Article publié dans Journalistes n°135, mars 2012.
« Il est difficile d’écrire un livre. L’écrire en prison, c’est encore plus difficile« , précisent Baris Pehlivan et Baris Terkoglu – deux journalistes du site turc d’information Odatv.com détenus depuis le 14 février 2011 à la prison de Silivri (Istanbul) dans le cadre de l’affaire « Ergenekon » – et qui viennent de publier un livre d’investigation baptisé « Sizinti. Wikileaks’te ünlü Türkler » (« Fuite. Les Turcs connus dans Wikileaks », éditions Kirmizikedi, février 2012).

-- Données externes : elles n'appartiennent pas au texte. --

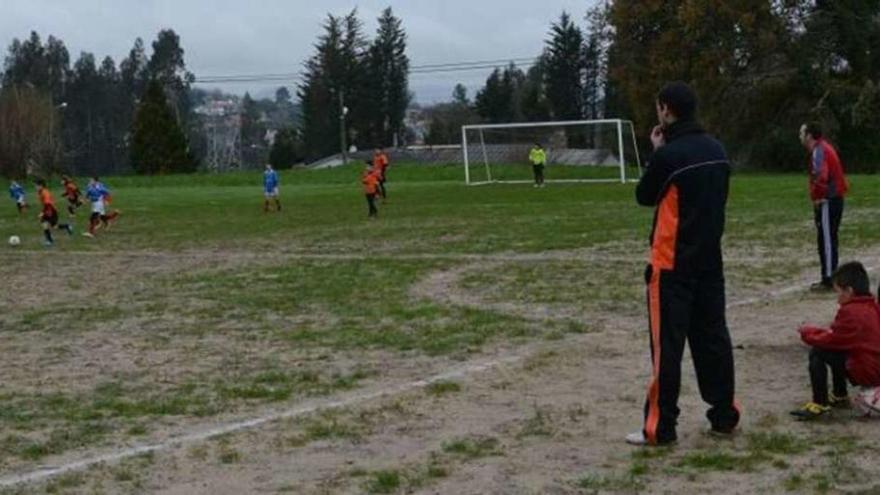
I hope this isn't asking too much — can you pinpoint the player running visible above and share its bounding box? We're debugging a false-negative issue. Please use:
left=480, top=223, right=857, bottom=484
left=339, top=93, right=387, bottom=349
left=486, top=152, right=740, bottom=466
left=529, top=143, right=547, bottom=187
left=9, top=181, right=27, bottom=215
left=37, top=180, right=73, bottom=247
left=263, top=163, right=281, bottom=213
left=372, top=148, right=390, bottom=203
left=83, top=177, right=120, bottom=237
left=61, top=175, right=83, bottom=217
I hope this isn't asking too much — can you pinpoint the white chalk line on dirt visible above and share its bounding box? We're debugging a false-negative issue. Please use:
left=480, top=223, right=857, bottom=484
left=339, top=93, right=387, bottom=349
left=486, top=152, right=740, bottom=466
left=0, top=249, right=792, bottom=264
left=0, top=266, right=877, bottom=487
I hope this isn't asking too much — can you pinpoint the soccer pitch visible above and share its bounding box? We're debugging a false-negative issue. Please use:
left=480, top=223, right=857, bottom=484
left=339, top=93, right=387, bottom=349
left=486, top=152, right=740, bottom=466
left=0, top=165, right=880, bottom=493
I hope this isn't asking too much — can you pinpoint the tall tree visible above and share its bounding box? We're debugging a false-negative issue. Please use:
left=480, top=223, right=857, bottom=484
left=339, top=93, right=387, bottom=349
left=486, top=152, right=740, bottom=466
left=0, top=85, right=58, bottom=179
left=241, top=93, right=268, bottom=168
left=425, top=84, right=480, bottom=145
left=520, top=53, right=550, bottom=122
left=545, top=12, right=585, bottom=120
left=131, top=80, right=195, bottom=175
left=362, top=7, right=410, bottom=146
left=146, top=29, right=195, bottom=122
left=297, top=10, right=366, bottom=160
left=474, top=62, right=526, bottom=123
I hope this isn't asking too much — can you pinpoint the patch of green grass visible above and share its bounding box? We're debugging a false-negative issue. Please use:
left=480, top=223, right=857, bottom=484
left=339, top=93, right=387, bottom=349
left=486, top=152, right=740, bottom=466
left=425, top=381, right=461, bottom=396
left=518, top=406, right=555, bottom=438
left=576, top=474, right=645, bottom=492
left=46, top=473, right=85, bottom=494
left=365, top=470, right=401, bottom=493
left=443, top=436, right=502, bottom=459
left=748, top=432, right=811, bottom=455
left=782, top=474, right=805, bottom=492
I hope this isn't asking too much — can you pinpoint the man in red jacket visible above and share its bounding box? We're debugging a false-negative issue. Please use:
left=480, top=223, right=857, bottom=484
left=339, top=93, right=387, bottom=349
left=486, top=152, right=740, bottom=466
left=800, top=123, right=848, bottom=290
left=791, top=262, right=880, bottom=420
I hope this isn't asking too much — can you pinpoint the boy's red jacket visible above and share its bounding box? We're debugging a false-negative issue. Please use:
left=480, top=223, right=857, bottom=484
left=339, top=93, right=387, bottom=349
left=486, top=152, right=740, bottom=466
left=361, top=170, right=379, bottom=194
left=800, top=296, right=880, bottom=387
left=810, top=139, right=849, bottom=201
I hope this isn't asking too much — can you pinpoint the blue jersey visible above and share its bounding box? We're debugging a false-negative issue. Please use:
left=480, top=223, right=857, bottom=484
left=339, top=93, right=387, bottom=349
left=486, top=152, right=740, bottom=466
left=86, top=182, right=110, bottom=203
left=263, top=170, right=278, bottom=192
left=9, top=184, right=24, bottom=201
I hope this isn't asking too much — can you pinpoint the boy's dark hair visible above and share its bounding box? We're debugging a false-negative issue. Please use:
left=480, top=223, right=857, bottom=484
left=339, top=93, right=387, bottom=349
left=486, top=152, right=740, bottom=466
left=657, top=81, right=697, bottom=120
left=804, top=122, right=822, bottom=139
left=831, top=261, right=871, bottom=296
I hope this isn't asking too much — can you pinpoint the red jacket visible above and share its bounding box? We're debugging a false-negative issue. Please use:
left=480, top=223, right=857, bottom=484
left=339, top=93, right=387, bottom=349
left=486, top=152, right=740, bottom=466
left=810, top=139, right=849, bottom=201
left=800, top=296, right=880, bottom=387
left=361, top=170, right=379, bottom=194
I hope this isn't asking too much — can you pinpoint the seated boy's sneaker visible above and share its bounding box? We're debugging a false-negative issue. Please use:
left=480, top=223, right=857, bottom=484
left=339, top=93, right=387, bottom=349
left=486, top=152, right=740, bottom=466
left=626, top=430, right=648, bottom=446
left=706, top=427, right=738, bottom=440
left=791, top=402, right=831, bottom=421
left=828, top=392, right=852, bottom=409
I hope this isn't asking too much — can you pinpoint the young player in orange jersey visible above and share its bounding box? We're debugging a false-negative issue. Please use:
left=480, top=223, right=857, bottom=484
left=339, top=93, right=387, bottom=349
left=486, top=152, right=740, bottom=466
left=373, top=148, right=389, bottom=203
left=61, top=175, right=83, bottom=217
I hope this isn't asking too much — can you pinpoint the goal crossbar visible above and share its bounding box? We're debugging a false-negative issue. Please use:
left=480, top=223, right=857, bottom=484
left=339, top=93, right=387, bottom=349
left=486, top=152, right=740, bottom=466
left=461, top=119, right=641, bottom=185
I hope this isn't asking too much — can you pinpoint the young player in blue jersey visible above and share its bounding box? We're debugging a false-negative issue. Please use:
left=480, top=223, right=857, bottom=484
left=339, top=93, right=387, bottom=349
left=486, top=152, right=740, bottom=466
left=37, top=180, right=73, bottom=247
left=83, top=177, right=119, bottom=237
left=263, top=163, right=281, bottom=213
left=9, top=181, right=27, bottom=215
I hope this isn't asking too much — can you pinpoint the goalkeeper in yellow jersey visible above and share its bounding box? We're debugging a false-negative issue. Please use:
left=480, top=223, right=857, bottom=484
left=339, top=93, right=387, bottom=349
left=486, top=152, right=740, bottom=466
left=529, top=143, right=547, bottom=187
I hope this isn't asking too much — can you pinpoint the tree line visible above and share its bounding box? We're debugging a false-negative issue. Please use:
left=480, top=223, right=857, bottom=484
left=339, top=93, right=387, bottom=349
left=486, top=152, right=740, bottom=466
left=426, top=0, right=880, bottom=171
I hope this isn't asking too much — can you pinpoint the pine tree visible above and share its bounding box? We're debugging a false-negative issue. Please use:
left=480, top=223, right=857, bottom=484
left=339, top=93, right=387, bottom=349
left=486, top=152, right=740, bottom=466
left=269, top=127, right=302, bottom=170
left=474, top=63, right=526, bottom=123
left=131, top=80, right=195, bottom=175
left=545, top=12, right=585, bottom=120
left=297, top=10, right=366, bottom=160
left=241, top=93, right=266, bottom=168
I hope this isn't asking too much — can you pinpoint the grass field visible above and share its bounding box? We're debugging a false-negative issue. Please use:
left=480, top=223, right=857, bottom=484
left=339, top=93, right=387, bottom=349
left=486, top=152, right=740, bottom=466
left=0, top=165, right=880, bottom=493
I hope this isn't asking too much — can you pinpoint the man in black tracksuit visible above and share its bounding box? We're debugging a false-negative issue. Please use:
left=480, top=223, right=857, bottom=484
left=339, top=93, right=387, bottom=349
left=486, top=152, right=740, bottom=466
left=626, top=83, right=740, bottom=445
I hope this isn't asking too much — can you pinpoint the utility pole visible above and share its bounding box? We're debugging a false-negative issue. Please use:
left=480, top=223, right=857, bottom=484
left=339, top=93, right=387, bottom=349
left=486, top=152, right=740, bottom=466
left=339, top=90, right=348, bottom=165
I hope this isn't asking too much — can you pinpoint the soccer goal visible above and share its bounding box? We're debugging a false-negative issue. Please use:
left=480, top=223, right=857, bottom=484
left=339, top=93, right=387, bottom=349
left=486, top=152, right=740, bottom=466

L’ouvrage se focalise particulièrement sur les 7.918 câbles diplomatiques (messages cryptés envoyés entre 1966 et 2010 par l’ambassade des Etats-Unis à Ankara au Département d’Etat américain à Washington) et explique pourquoi la tempête mondiale des révélations provoquée par Wikileaks n’a pas eu le même impact en Turquie à cause de la mainmise et des pressions du pouvoir sur les médias dominants. Préférant d’abord ignorer les documents mettant à mal le double discours du parti gouvernemental AKP (népotisme, clientélisme, fonds secrets dans les paradis fiscaux,…), les médias turcs proches du pouvoir ont ensuite surfé sur la vague Wikileaks en ciblant seulement les passages traitant des adversaires de l’AKP (les militaires et les partis d’opposition).
Pour contrer ce black-out et cette partialité médiatique, les deux Baris ont entamé une enquête journalistique sur l’angle turc de l’affaire Wikileaks en vue de faciliter l’accès du public (via leur site Odatv et la publication d’un livre en langue turque) aux contenus des échanges diplomatiques controversés. Mais le 14 février 2011, alors qu’ils étaient en train de travailler sur ce livre, leur inculpation a été accompagnée par la saisie de l’ensemble de leurs travaux et ordinateurs. Sans ceux-ci et sans dactylo, les deux journalistes inculpés ont alors décidé de réécrire à la main depuis leur cellule la totalité de leur enquête. Un ouvrage qui dévoile la face cachée du pouvoir turc. Le journaliste détenu et co-auteur du livre Baris Terkoglu a par ailleurs été symboliquement adopté par l’AGJPB.